Vous vendez des produits. Un Politicien vient vous voir et vous déclame : “Votre activité est importante pour la nation, je tiens à la soutenir” et il vous en achète un à 100 €. Vous êtes content. Hélas, pas plus que le vôtre, l’argent du Politicien ne tombe pas du ciel, il lui faut le prélever quelque part. Aussi, il vous impose une nouvelle taxe de 100 €. Bilan de l’histoire : le Politicien peut clamer qu’il a soutenu l’industrie mais vous avez juste perdu un produit.

Bien sûr le truc est trop visible et on ne vous y reprendra plus : le Politicien ne pourra réaliser son tour de passe-passe que quelques fois, il serait trop vite découvert et jamais réélu. Mais il n’est pas idiot (il est Politicien) et affine sa méthode : ce n’est pas vous qui serez taxé, mais une autre activité, présentée comme moins importante, ou plus riche. Pour vous c’est tout bénéfice : vous avez vendu un produit payé par d’autres, l’État vous a aidé et soutient l’économie. Le problème est que vous n’êtes pas seul : le Politicien a fait la même promesse à beaucoup de monde (il a besoin de voix), et nombre de ses concurrents en font exactement de même. Au final vous vous retrouvez avec la taxe de 100 €, la même que la précédente, sauf qu’on vous dit qu’elle est au bénéfice d’autres que vous.

Dans son dernier texte, publié en 1850, le grand économiste Frédéric Bastiat (1801–1850) avait détaillé ce sophisme. Il y invite à ne pas se restreindre à “ce qu’on voit” (la subvention) mais à aussi prendre en considération “ce qu’on ne voit pas” (la taxe fait que vous n’avez rien gagné), même si ce dernier apparaît difficile à détecter.

Le problème est en effet que certains croiront justifier le deuxième exemple ci-dessus. Ils diront notamment que même s’il y a équilibre global, chacun gagnant autant qu’il paie (si on laisse de côté les sommes prélevées par les intermédiaires), le système de taxes et de subventions aura permis de “faire tourner l’économie”, ce qui serait un bien pour tout le monde. Mais Bastiat montre que c’est faux : sans ce système complexe, vous auriez utilisé l’argent gagné de la vente à autre chose que subventionner les activités favorisées par les Politiciens, vous auriez pu investir selon votre intérêt. Votre argent aurait lui aussi fait tourner l’économie, mais de la manière qui vous aurait été la plus utile, celle qui aurait le plus correspondu à vos besoins. L’échange taxes-subventions n’est pas un échange libre, un Jeu à somme positive (voir le Billet Éco 10) mais bien une spoliation, un Jeu à somme nulle voire négative : le bien-être de chacun n’y a rien gagné, le pays n’est pas devenu plus riche, au contraire.

Et les exemples en sont innombrables. Tel Politicien qui proposera une loi défendant telle ou telle catégorie de population n'en verra pas les externalités négatives. Celles-ci peuvent parfois être très difficiles à découvrir, mais même les plus évidentes apparaissent inaccessibles à certains.
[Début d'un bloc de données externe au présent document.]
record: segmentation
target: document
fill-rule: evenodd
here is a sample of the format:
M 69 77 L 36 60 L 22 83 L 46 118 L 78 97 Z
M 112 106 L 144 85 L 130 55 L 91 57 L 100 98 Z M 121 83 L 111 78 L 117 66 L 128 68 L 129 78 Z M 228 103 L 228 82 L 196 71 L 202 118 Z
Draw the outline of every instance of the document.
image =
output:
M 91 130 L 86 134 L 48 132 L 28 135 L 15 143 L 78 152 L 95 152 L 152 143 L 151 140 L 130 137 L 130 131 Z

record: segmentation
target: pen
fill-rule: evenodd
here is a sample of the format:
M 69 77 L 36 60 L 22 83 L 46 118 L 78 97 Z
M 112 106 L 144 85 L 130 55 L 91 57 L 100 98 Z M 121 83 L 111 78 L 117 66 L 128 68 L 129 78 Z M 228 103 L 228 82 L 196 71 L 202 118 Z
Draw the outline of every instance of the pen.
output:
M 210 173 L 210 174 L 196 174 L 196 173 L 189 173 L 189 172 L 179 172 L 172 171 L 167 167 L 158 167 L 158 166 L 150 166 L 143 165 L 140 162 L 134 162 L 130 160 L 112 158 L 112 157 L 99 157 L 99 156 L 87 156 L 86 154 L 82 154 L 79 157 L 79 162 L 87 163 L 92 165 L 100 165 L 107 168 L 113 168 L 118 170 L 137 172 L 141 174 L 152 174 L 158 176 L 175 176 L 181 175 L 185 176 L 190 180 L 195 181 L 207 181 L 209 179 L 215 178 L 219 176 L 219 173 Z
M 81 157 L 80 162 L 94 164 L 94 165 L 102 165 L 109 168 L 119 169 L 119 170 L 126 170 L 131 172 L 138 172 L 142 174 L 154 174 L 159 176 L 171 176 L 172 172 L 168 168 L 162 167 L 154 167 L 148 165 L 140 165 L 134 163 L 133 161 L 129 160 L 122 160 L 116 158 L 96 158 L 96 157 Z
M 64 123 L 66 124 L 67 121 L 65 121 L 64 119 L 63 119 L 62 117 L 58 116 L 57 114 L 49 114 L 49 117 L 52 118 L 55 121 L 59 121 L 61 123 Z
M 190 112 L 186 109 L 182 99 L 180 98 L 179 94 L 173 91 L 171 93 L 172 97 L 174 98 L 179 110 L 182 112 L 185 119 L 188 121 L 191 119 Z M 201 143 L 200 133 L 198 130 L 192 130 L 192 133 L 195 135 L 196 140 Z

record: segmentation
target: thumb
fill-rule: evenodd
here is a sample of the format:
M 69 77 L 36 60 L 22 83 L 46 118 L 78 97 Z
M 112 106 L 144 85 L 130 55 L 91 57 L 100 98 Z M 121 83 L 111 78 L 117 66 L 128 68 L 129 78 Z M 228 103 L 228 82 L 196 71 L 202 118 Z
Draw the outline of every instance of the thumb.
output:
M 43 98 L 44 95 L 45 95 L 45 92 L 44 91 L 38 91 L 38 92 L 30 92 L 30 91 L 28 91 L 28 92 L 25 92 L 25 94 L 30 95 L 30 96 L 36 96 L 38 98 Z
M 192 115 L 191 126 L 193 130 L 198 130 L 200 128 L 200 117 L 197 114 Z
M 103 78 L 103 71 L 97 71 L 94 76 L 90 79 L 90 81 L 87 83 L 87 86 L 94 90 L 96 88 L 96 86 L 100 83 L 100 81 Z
On peut prendre comme exemple la Commission d’État sur le Statut des Femmes d’Hawaii (Jabola-Carolus, 2020) qui demande que les femmes (lesquelles seraient les premières victimes du Covid–19 parce que ce sont les hommes qui en meurent) soient payées 50% de plus que les hommes pour le même poste, sans même pouvoir comprendre que ce surcoût inciterait les employeurs à ne pas recruter de femme.

A ce niveau, comment être étonné que des Politiciens puissent se vanter d’imposer des contraintes supplémentaires aux entrepreneurs sans en percevoir les effets destructeurs ? Frédéric Bastiat lui-même était très pessimiste quant à leur capacité à comprendre ce sophisme. Dans le même pamphlet (fin du chapitre III) il notait :

“Bon Dieu ! que de peine à prouver, en économie politique, que deux et deux font quatre  et, si vous y parvenez, on s’écrie : « c’est si clair, que c’en est ennuyeux. » — Puis on vote comme si vous n’aviez rien prouvé du tout.”

Il avait totalement raison : 170 ans après, l’actualité récente prouve que nous en sommes toujours là.